À feu doux est un magnifique drame au cœur ouvert et douloureux. C’est un film accordé au déclin, non seulement à la douleur qu’il peut causer, mais aussi à la manière dont il réfracte la mémoire, la présence et le toucher. Plus que tout, c’est un film d’une lucidité aiguë sur la place de la mémoire dans le sentiment d’identité d’une personne, sur la façon dont elle peut injustement glisser entre des mains désespérées de s’y accrocher.
Sans déverser d’exposition ni recourir à des artifices sous pression, Friedland révèle des facettes de la vie de Ruth, scène après scène, au fil des 85 minutes de temps d’écran. À feu doux accomplit beaucoup en un peu moins de 90 minutes.

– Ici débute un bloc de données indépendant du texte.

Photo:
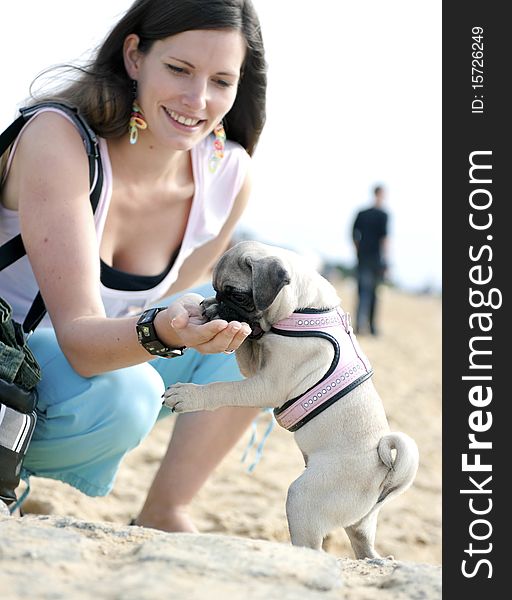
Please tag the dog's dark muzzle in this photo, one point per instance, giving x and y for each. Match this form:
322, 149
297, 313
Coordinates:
229, 311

Il déstabilisera probablement les spectateurs qui aiment que les films avancent à une vitesse réglée, et j’imagine que les publics en pleine floraison de la jeunesse s’en détourneront avec horreur. Pourtant, d’autres se reconnaîtront peut-être dans le personnage du fils, Steve (H. Jon Benjamin) un architecte d’âge moyen et un homme bien qui sert d’ancre au chagrin, à l’inquiétude et à un amour profond et durable.
En aucun cas il ne faut s’attendre à un bain de misère. Comme son protagoniste, le film refuse de s’abandonner doucement à cette bonne nuit. Sa défiance est tempérée par la dignité et la grâce.